Perhaps. We were discussing this last night. None of us is a lawyer (though one has experience in state court admin). The interesting thing is what Abbott said to Turnbull early on. Their actions were later spun as getting adequate results cheaper, sooner, but Abbott’s first words are what could get him into trouble.

He’s reported to have told Turnbull to destroy the NBN (or words to that effect). Depending on what exactly was said, deliberately sabotaging vital national infrastructure might be judged an act of treason.

There are endless ifs and buts - and the question isn’t likely to be tested at law anyway - but it’s an interesting thought.


Absolutely agree!

This is an essential service/utility we are talking about.
Along with water and electricity, telecommunicaton is an essential in 21st century Australia - no matter who you are or where you live in our country.

“choosing” to have reliable “fit for purpose” telecommunicatons is not “life style” choice this day and age.


The Australian Financial Review has an article on its website titled NBN upgrade Necessary and likely with Labor government. It suggests that a Labor-driven NBN will favour FTTC over FTTN, and in some cases over HFC. It also quotes someone from Telstra stating that with video streaming demand increases only FTTP would meet that demand - especially once 8K TVs start entering the market in big numbers.

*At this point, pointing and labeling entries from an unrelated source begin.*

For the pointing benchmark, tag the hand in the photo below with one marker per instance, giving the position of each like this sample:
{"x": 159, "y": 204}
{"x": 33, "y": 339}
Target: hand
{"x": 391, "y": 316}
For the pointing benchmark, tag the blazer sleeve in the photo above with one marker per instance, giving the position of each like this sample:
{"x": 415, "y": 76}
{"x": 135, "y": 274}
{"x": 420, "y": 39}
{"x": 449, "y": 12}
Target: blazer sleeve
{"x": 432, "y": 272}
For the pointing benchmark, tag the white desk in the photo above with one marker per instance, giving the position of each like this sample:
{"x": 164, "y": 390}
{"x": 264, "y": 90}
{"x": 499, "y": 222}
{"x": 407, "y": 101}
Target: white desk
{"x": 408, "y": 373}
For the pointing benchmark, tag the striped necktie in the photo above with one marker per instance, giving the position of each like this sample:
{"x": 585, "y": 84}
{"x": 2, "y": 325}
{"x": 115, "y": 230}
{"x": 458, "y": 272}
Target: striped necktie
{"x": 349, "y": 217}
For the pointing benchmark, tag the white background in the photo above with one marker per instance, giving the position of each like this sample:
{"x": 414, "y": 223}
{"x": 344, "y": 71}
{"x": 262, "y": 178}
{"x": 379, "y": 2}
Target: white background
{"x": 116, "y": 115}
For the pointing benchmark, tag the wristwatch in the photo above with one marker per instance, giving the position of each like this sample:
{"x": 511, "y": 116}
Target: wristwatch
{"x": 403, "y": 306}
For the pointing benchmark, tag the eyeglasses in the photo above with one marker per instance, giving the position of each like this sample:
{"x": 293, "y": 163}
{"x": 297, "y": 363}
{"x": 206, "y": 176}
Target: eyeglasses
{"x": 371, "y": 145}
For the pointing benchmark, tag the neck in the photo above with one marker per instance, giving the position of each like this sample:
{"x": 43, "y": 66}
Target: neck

Now that Fairfax has staked its bets I’ll sit back and wait for the Murdoch response (which is probably already out - I just have their websites blocked by one of my ad blockers). (Yes, deliberately.)


While the Fin Review may be correct in it’s speculation, should the very first priority be to completing delivery of the NBN to those premises that do not have access?

Whether that is using the current MTM technology or a better option may be a concern, depending on how close premises are to having their service completed.

By mid Dec 2018 near enough to 9.3M premises are in the NBN Ready for Service (RFS) areas and 8M are Ready/able to Connect.

That’s out of a total possible 11.2M premises which would include business customers as well as residential. (Per the NBN Co this total excludes premises planned for Skymuster)

That leaves less than 2M premises to complete construction of access. Many of these may be part way through construction already. And a number may be in the too hard for now basket?

In the NBN Co 2018 Annual report it was stated 4.5M regional premises in the NBN rollout now have access. This was also noted to be 86% of all regional premises in the NBN plan. (It would appear regional to the NBN means - not a capital city?)

My rough maths suggests there are only approx 750,000 regional premises without access. Hopefully who ever forms the next Federal Parliament puts a priority on these premises ahead of any any upgrading for those who already have access. That many premises have access and have chosen not to connect may be a concern, however at least there is an option for those premises.

It’s a short coming of the Financial Review report that it does not provide context for it’s speculative crumbs. Hopefully they will be more objective in the near future?


“While the Fin Review may be correct in it’s speculation, should the very first priority be to completing delivery of the NBN to those premises that do not have access?”

Not necessarily. My street has been delayed over a year due to distance from the exchange - an additional node box is needed and the lines need to be cleaned up (copper is good but maintenance was poor with time being prioritised over doing the job properly according to the technician inspecting and advising NBN); and he said we may still not get better speeds with NBN. This paired with NBN forcing loss of the more reliable landline in a mobile grey/black spot in a high fire and storm risk area makes FTTN a dubious ‘benefit’. FTTC with reliably high speeds might be a little more welcome but the safety comprises the Government is forcing on on our community will no doubt be brought up at the next bushfires Royal Commission.